Os advogados de defesa das vítimas de agressões policiais insurgem-se contra a versão dos factos narrados esta quinta-feira de manhã pelo tribunal, no início da sessão, e vão defender que seja feita justiça com a apresentação de novas provas.
O "incidente" que deu que falar em Portugal
Eram cerca das 10 horas da manhã quando o coletivo de juízes, acompanhado do procurador do Ministério Público, deu início ao julgamento do conhecido "Caso Jamaica". O tribunal ouve nos próximos dias a versão dos factos pela boca dos quatro arguidos, membros de uma família angolana, à luz dos acontecimentos de 20 de janeiro de 2019.
Na altura, agentes da Polícia Pública Portuguesa (PSP), então chamados ao bairro por volta das 6 da manhã, por causa de desentendimentos entre mulheres rivais numa festa de aniversário, num café, viriam a confrontar-se com um grupo de moradores.
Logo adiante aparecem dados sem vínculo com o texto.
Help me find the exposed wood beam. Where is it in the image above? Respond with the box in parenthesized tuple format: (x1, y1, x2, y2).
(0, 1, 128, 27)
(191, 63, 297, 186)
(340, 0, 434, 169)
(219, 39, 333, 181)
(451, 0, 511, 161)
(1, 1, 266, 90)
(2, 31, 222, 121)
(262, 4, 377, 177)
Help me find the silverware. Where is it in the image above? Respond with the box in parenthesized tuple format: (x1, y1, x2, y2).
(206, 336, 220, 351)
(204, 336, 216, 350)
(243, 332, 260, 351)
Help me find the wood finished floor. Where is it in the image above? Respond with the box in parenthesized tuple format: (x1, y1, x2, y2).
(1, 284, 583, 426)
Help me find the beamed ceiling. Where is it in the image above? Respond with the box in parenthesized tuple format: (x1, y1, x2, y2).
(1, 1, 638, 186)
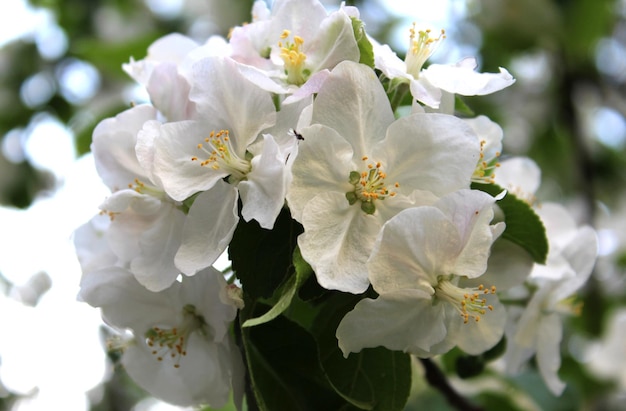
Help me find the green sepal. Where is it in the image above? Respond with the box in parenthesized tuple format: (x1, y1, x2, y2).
(346, 191, 358, 205)
(471, 183, 548, 264)
(349, 171, 361, 185)
(361, 200, 376, 214)
(351, 17, 375, 68)
(242, 247, 313, 327)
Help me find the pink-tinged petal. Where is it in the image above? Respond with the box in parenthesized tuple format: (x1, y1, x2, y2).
(299, 191, 381, 293)
(336, 290, 446, 356)
(311, 61, 395, 156)
(239, 135, 287, 229)
(175, 183, 239, 276)
(92, 105, 158, 191)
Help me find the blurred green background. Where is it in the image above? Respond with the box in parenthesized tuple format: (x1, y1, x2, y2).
(1, 0, 625, 410)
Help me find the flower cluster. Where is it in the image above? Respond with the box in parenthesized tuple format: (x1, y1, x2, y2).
(74, 0, 598, 408)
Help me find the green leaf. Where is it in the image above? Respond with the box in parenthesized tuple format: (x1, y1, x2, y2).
(311, 293, 412, 410)
(351, 17, 375, 68)
(239, 304, 351, 411)
(242, 247, 313, 327)
(471, 183, 548, 264)
(229, 207, 303, 300)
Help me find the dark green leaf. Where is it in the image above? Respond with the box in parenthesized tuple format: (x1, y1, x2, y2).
(242, 247, 312, 327)
(229, 207, 303, 300)
(471, 183, 548, 264)
(455, 355, 485, 379)
(239, 303, 349, 411)
(351, 17, 375, 68)
(311, 293, 412, 411)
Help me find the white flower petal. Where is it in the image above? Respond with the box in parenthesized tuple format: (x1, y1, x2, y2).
(92, 105, 158, 191)
(536, 314, 566, 395)
(369, 206, 461, 294)
(379, 114, 479, 196)
(336, 290, 446, 356)
(307, 9, 358, 71)
(410, 78, 443, 108)
(131, 204, 186, 291)
(299, 191, 381, 293)
(239, 135, 287, 229)
(190, 57, 276, 154)
(175, 184, 239, 275)
(454, 298, 506, 355)
(146, 63, 195, 121)
(311, 61, 395, 156)
(286, 124, 354, 222)
(79, 267, 178, 330)
(421, 58, 515, 96)
(435, 189, 501, 278)
(153, 120, 228, 201)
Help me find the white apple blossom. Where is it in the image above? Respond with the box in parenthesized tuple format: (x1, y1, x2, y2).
(229, 0, 360, 103)
(287, 60, 480, 293)
(336, 189, 506, 357)
(373, 23, 515, 108)
(79, 266, 243, 408)
(92, 104, 189, 291)
(149, 56, 288, 275)
(505, 203, 598, 395)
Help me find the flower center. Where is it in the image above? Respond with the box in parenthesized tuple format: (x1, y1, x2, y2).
(472, 139, 501, 184)
(145, 304, 207, 368)
(345, 156, 398, 215)
(435, 280, 496, 324)
(278, 29, 309, 86)
(405, 23, 446, 78)
(191, 129, 251, 184)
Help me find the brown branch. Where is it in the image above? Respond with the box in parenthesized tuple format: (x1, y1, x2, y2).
(419, 358, 484, 411)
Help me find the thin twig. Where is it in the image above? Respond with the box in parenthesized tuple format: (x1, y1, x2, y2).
(419, 358, 484, 411)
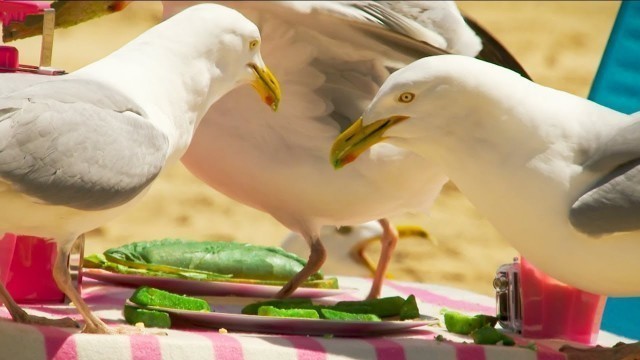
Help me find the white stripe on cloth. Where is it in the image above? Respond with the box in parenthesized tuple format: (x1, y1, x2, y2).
(0, 320, 47, 360)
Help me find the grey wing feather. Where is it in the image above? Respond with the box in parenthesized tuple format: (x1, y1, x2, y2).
(0, 79, 169, 210)
(570, 120, 640, 235)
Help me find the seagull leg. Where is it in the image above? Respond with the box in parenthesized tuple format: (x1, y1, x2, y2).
(0, 279, 78, 328)
(276, 235, 326, 298)
(53, 234, 164, 335)
(351, 224, 434, 281)
(365, 218, 398, 300)
(52, 234, 114, 333)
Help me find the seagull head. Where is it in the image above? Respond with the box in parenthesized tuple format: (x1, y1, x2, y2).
(180, 4, 282, 111)
(330, 55, 511, 169)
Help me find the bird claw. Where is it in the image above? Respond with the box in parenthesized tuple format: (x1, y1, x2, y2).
(12, 312, 80, 328)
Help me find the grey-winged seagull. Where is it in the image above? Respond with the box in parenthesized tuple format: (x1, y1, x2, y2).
(0, 3, 280, 334)
(163, 1, 526, 299)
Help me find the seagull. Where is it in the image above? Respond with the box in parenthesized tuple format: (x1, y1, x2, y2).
(281, 221, 433, 278)
(164, 0, 526, 299)
(331, 54, 640, 296)
(0, 3, 280, 334)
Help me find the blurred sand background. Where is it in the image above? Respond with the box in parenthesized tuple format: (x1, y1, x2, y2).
(5, 1, 620, 296)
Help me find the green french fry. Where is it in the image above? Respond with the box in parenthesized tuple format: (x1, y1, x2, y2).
(241, 298, 313, 315)
(130, 286, 211, 312)
(123, 305, 171, 328)
(257, 306, 320, 319)
(320, 309, 381, 322)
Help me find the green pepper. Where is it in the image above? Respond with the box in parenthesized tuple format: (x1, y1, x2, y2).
(399, 295, 420, 320)
(443, 311, 498, 335)
(123, 305, 171, 328)
(333, 296, 406, 317)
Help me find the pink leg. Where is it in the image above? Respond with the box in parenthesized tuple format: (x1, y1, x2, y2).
(365, 218, 398, 300)
(276, 236, 326, 298)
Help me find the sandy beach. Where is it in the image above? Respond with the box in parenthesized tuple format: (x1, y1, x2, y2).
(6, 1, 621, 296)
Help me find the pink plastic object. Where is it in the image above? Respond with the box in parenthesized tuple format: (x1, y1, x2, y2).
(0, 233, 67, 303)
(0, 45, 18, 72)
(0, 1, 51, 26)
(520, 257, 607, 345)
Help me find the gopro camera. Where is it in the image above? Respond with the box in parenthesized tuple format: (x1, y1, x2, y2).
(493, 257, 522, 333)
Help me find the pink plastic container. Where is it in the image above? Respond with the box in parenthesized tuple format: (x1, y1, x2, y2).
(0, 233, 82, 303)
(0, 45, 19, 72)
(520, 257, 606, 345)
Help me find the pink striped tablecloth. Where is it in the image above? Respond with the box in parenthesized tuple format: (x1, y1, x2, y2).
(0, 276, 627, 360)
Um vídeo posto a circular nas redes sociais, e que faz parte do processo, mostra a violência entre a polícia e alguns moradores do Vale de Chícharos, no concelho do Seixal, mais conhecido por "Jamaica".
Mas, segundo José Semedo Fernandes, um dos quatro advogados de defesa da família, a versão do que aconteceu em 2019, que consta nos autos, apresentada ao tribunal pela juíza que preside ao julgamento, não corresponde aos factos.
"Na fase de inquérito, a titularidade da ação penal é do Ministério Público, que conduz a investigação e decide, materializando-a na acusação. Neste momento, estamos em audiência de julgamento e queremos neste caso que seja feita justiça. A vida de algumas destas pessoas [sofreu] consequências por esse facto, mas acreditamos que vai ser feita justiça e que parte desse erro vai ser reparado", diz o advogado.
Elementos da família angolana queixam-se de agressão polícial
Os factos, a serem provados, não serão com base em indícios, acrescenta José Semedo Fernandes.
"Toda a gente viu o vídeo e todas as pessoas podem tirar as suas ilações através do vídeo. O vídeo é o elemento fulcral para esta prova, mas existem outras provas que nós estamos a trazer ao processo e acreditamos que ajudarão na defesa dos nossos interesses."
Nas considerações diante do tribunal, Lúcia Gomes, outra advogada da família, disse que o processo vem todo ele enviesado desde o início, isto porque "as imagens demonstram que houve agressões gratuitas a pessoas que estão a ser julgadas sem que em nenhum momento tivessem agredido os polícias."
A defesa fala ainda de abuso da autoridade por parte de alguns agentes policiais.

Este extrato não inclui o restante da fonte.